Participants will learn:
- The damaging effects of uncontrolled inertial loads – real world field data
- How torsional control is a force multiplier to other reliability improvements
- Connecting the dots: how transient loads lead to failures
- How to safely implement performance enhancement – more power at lower risk
Speakers:
Doug Herr, VP of Sales and Marketing, AeroTorque
Doug joined PT Tech/AeroTorque in 2007 and has 18 years of industrial experience. He began working in the Wind Industry in 2009, and he was deeply involved in the launch of AeroTorque when it was spun out of PT Tech in 2013. His early experience in the Wind industry included significant up-tower work and monitoring of wind turbine drivetrains, working to further develop the unique equipment AeroTorque uses for field data acquisition and field validation of the WindTC torsional control. He has had papers published internationally in industry magazines and has presented at numerous conferences in the US and Canada on the subjects of transient loads, their causes and effects and how they can reduce drivetrain reliability.
Paul Baker, VP of Sales and Engineering, AeroTorque
Paul Baker joined AeroTorque in February 2016, and has been working in the wind industry since June of 2004 with Moventas & Frontier Pro Services. Paul’s diverse background includes the sales, repair and application engineering of industrial and wind turbine drives for the past 22 years. He has studied drive train failures, written papers and presented at AWEA, CANWEA, AGMA, and the national labs. A graduate of the US Navy Nuclear Power Program, he completed undergraduate work at the University of Wisconsin and Arizona State University. He has served on working groups with AWEA, CANWEA, and AGMA.

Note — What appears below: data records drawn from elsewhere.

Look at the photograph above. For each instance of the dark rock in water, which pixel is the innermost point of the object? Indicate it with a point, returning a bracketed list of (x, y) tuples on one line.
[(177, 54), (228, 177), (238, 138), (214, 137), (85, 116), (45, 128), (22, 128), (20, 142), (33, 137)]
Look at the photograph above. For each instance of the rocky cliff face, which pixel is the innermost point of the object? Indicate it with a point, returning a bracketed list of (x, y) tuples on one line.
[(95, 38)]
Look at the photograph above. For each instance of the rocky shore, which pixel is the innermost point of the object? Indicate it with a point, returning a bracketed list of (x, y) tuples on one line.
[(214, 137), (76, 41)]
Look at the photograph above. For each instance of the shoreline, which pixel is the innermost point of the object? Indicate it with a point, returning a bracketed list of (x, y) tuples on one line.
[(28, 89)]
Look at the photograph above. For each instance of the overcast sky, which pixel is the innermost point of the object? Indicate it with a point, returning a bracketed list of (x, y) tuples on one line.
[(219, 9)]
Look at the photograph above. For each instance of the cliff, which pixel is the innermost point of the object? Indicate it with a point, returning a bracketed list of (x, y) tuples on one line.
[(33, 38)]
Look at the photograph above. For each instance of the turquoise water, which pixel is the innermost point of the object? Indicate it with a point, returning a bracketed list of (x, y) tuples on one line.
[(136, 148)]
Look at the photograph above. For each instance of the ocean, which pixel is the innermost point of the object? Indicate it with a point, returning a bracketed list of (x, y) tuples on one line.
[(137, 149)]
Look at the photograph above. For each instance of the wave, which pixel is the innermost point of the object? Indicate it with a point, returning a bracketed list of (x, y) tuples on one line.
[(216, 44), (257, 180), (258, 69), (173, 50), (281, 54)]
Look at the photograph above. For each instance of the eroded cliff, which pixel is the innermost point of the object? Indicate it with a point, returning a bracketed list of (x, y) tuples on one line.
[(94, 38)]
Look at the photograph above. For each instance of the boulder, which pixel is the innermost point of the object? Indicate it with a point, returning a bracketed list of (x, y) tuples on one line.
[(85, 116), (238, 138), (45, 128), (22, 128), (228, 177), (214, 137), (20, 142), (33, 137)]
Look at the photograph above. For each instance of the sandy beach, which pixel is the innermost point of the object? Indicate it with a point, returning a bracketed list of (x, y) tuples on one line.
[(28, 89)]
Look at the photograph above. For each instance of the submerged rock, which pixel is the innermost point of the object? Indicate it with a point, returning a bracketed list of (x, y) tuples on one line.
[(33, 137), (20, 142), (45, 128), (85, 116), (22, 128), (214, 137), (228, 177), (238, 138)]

Paul Dvorak, Moderator, Windpower Engineering & Development
Editor Paul Dvorak has several years of mechanical engineering experience and 30 years experience writing and editing technical articles and editorials. He says he’s interested in just about anything related to wind and solar. He’s an Air Force and Viet Nam veteran and even taught high-school math and science for two years before turning to engineering.